Bewaffneter Tankstellen-Überfall in Giesing: Täter auf der Flucht

Maskierte Unbekannte raubten am Freitagabend eine Tankstelle in Giesing aus. Bislang konnten die Täter nicht gefasst werden, die Polizei bittet nun um Hinweise.
von  AZ
Die Frau wich dem Messer des Angreifers aus. (Symbolbild)
Die Frau wich dem Messer des Angreifers aus. (Symbolbild) © Lino Mirgeler/dpa

Dramatische Szenen haben sich am Freitag, den 3. Juli in den Abendstunden in Untergiesing abgespielt.  Gegen 21.50 Uhr betraten dort zwei bewaffnete Unbekannte den Verkaufsraum der freien Tankstelle an der Schönstraße. Sie waren maskiert. Neben der 57-jährigen Angestellten waren zu diesem Zeitpunkt auch mehrere Kunden im Laden.
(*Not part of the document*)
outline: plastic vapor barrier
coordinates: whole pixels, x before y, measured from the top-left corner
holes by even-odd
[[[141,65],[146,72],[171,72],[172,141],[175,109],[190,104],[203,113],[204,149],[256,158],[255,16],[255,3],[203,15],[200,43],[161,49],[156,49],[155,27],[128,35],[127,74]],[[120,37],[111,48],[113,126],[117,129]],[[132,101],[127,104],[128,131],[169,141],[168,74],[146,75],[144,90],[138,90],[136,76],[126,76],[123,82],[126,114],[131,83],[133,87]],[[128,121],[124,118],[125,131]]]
Wie die Polizei mitteilt, habe einer der Täter einen "schusswaffenähnlichen Gegenstand" genutzt, um die Angestellte zu zwingen, Bargeld rauszurücken. 

Mit Beute im niedrigen vierstelligen Bereich flüchteten die Täter dann zu Fuß. Verletzt wurde bei dem Überfall niemand. Zahlreiche Polizeistreifen wurden sofort zum Tatort geschickt, die eingeleitete Fahndung blieb zunächst jedoch erfolglos. Im Einsatz waren neben Polizeibeamten auch Diensthundeführer und eine Drohne. 

Das Kommissariat 21 übernahm die weiteren Ermittlungen. Vorhandene Videoaufnahmen konnten am Tatort gesichert werden. 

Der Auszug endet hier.